Larry Scheinfeld: SoundCloud’s music subscription heads to the U.K. and Ireland

To be sure, SoundCloud was a bit late in the game when it launched its subscription streaming option in the United States last month. Now, the Berlin company heads overseas to the U.K. and Ireland. At £9.99 / €9.99 per month after a 30-day trial, the ad-free service comes with 125 million tracks from 12 million artists.

The move comes as no surprise after the company announced it would extend its agreement with Sony/ATV Music. Starting in the U.K. and Ireland, the company has plans for international domination though the date is TBD. The pivot has been a long time coming as SoundCloud has been slowly inking deals with royalty-collectors worldwide.

Yesterday’s launch in the United Kingdom & Ireland was due in part to a settlement struck between SoundCloud and the Performing Rights Society (PRS), a U.K. music licensing entity which had filed legal action against SoundCloud last summer. The settlement led to PRS dropping the charges that SoundCloud had failed to pay royalties for music they hosted.

spotify vs soundcloud

What separates SoundCloud from other streaming services like Spotify is the ability for anyone to upload their own media onto the cloud to establish engagement. Since its founding in 2007, the company currently has 175 million monthly fans. With new potential listeners coming from outside the U.S. will most likely see a spike in more free and paid subscribers.

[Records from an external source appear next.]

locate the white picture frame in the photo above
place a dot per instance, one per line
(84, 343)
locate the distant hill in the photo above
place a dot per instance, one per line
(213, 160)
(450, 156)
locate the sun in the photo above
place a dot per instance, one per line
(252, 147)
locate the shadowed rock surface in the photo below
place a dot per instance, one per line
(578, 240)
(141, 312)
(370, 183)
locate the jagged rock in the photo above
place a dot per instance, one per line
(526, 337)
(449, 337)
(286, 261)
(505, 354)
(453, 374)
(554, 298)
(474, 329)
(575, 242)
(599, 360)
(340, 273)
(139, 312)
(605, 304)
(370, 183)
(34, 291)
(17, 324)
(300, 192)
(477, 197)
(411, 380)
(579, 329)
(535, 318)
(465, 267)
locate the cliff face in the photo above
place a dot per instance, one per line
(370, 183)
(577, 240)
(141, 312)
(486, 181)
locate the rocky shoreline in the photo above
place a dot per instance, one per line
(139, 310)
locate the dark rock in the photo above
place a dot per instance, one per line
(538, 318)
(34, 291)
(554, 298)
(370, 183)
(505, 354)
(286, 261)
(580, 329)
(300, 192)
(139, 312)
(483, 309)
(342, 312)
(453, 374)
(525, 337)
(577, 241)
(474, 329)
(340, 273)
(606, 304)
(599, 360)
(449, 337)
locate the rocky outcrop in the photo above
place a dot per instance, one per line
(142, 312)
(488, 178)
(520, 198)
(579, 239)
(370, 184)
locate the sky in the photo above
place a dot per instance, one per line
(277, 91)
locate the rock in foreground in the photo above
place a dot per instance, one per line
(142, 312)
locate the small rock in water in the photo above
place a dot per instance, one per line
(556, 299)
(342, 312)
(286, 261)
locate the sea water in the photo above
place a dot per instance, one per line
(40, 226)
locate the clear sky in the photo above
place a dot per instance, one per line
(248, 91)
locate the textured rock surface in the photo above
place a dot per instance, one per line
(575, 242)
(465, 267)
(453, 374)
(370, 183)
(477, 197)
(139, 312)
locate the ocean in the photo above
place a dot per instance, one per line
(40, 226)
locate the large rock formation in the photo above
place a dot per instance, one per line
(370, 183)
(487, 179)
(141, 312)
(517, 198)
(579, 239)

Said Eric Wahlforss, co-founder of SoundCloud, “We are starting this [subscription] with a focus on the large audience we already have. It’s a global platform with huge global reach, and we want to take this to as many countries as we can, as fast as we can.”

The service was introduced to the United States first not as beta testing but because the States, continued Wahlforss, is the “[…] hardest market to launch; it’s our biggest market, too.”

“And in many ways it sets the precedent for the rest of the world. A lot of the frameworks that were set were global frameworks, and a lot of the biggest labels have a big influence over other markets.”

Though the tardy streaming music service offerings will face stiff competition, they are confident they will be a viable contender with their Rolodex of artists and compelling user-uploaded content, which the user can decide can go on the free or paid subscription service.

Wahlforss adds, “It’s all of the big artists, and it’s more of the established artists repertoire than what you would have on Spotify, and the reason is simple: We give all the power to the artists and the rights holders.”

Scaling SoundCloud is an evolution long in the making but one with the potential to go head-to-head with giants Apple, Google, and Spotify. As we head further into 2016 and the company continues to roll out to more countries, those in the industry will keep a sharp eye on where this contender will go.
For those who opt not to pay, the free service which includes ads will remain intact.